For example, the below algorithm for lol.project.lol:
#' Linear Optimal Low-Rank Projection (LOL)
#'
#' A function for implementing the Linear Optimal Low-Rank Projection (LOL) Algorithm.
#'
#' @param X \code{[n, d]} the data with \code{n} samples in \code{d} dimensions.
#' @param Y \code{[n]} the labels of the samples with \code{K} unique labels.
#' @param r the rank of the projection. Note that \code{r >= K}, and \code{r < d}.
#' @param ... trailing args.
#' @return A list of class \code{embedding} containing the following:
#' \item{A}{\code{[d, r]} the projection matrix from \code{d} to \code{r} dimensions.}
#' \item{ylabs}{\code{[K]} vector containing the \code{K} unique, ordered class labels.}
#' \item{centroids}{\code{[K, d]} centroid matrix of the \code{K} unique, ordered classes in native \code{d} dimensions.}
#' \item{priors}{\code{[K]} vector containing the \code{K} prior probabilities for the unique, ordered classes.}
#' \item{Xr}{\code{[n, r]} the \code{n} data points in reduced dimensionality \code{r}.}
#' \item{cr}{\code{[K, r]} the \code{K} centroids in reduced dimensionality \code{r}.}
#' @author Eric Bridgeford
#' @examples
#' library(lolR)
#' data <- lol.sims.rtrunk(n=200, d=30) # 200 examples of 30 dimensions
#' X <- data$X; Y <- data$Y
#' model <- lol.project.lol(X=X, Y=Y, r=5) # use lol to project into 5 dimensions
#' @export
lol.project.lol <- function(X, Y, r, ...) {
# class data
info <- lol.utils.info(X, Y)
priors <- info$priors; centroids <- info$centroids
K <- info$K; ylabs <- info$ylabs
n <- info$n; d <- info$d
deltas <- lol.utils.deltas(centroids, priors)
centroids <- t(centroids)
nv <- r - (K)
if (nv > 0) {
A <- cbind(deltas, lol.project.cpca(X, Y, nv)$A)
} else {
A <- deltas[, 1:r, drop=FALSE]
}
# orthogonalize and normalize
A <- qr.Q(qr(A))
return(list(A=A, centroids=centroids, priors=priors, ylabs=ylabs,
Xr=lol.embed(X, A), cr=lol.embed(centroids, A)))
}As we can see in the above segment, the function lol.project.lol returns a list of items. To use many of the lol functionality, researchers can trivially write an embedding method following the below spec:
Inputs:
keyworded arguments for:
- X: a [n, d] data matrix with n samples in d dimensions.

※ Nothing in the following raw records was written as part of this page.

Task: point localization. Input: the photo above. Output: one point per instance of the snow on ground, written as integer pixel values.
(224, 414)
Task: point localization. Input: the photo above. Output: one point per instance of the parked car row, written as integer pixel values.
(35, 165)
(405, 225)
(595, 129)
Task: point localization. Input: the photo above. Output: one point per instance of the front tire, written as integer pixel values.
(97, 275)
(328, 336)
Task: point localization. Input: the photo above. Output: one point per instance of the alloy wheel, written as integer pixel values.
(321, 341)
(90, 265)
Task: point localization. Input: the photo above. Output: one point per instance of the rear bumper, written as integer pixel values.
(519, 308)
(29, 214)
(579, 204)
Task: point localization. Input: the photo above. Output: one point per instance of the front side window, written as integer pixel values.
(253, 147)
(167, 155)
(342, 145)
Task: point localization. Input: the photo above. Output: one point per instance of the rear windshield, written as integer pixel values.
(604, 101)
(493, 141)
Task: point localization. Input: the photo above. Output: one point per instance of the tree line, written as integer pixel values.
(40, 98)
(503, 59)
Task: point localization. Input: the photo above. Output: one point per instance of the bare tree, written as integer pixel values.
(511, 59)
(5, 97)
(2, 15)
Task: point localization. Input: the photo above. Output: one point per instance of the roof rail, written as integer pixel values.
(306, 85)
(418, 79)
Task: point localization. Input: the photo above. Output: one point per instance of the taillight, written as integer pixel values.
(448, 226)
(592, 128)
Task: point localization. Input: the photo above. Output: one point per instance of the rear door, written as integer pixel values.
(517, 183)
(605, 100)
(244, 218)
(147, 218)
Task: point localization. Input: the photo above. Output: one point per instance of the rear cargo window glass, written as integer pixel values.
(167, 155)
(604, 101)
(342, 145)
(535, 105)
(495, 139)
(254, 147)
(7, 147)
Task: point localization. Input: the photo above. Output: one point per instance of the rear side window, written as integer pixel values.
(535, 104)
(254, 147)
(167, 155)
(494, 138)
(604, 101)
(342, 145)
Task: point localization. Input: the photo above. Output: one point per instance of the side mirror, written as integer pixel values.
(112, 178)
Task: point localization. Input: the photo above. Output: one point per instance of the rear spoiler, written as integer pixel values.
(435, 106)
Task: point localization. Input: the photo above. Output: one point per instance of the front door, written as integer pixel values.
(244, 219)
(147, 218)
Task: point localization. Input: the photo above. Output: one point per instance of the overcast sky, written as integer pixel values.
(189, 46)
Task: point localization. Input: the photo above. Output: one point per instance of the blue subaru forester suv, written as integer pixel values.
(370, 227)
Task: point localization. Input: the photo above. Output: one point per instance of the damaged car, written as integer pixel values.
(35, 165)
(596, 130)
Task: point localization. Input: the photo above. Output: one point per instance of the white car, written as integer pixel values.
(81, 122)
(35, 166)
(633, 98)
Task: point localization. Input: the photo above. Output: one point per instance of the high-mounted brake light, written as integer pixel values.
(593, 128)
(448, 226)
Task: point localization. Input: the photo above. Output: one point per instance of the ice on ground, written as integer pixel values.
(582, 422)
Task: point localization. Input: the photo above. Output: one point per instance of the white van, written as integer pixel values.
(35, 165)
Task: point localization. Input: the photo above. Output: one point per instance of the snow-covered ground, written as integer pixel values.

- Y: a [n] vector of class labels for each sample.
Outputs:
a list containing the following:
- <your-embedding-matrix>: a [d, r] embedding matrix from d dimensions to r << d dimensions.Note that the inputs MUST be named X, Y.
In the above example, I call my embedding matrix A, but you can call it whatever you want.
After you have written your algorithm <your-algorithm-name>, you may be interested in embedding with it. With your algorithm in your namespace, you can embed points as follows, noting that <optional-args> will be additional arguments you pass to your function:
# given: X, Y contain the data matrix and class labels, respectively
result <- <your-algorithm-name>(X, Y, <optional-args>)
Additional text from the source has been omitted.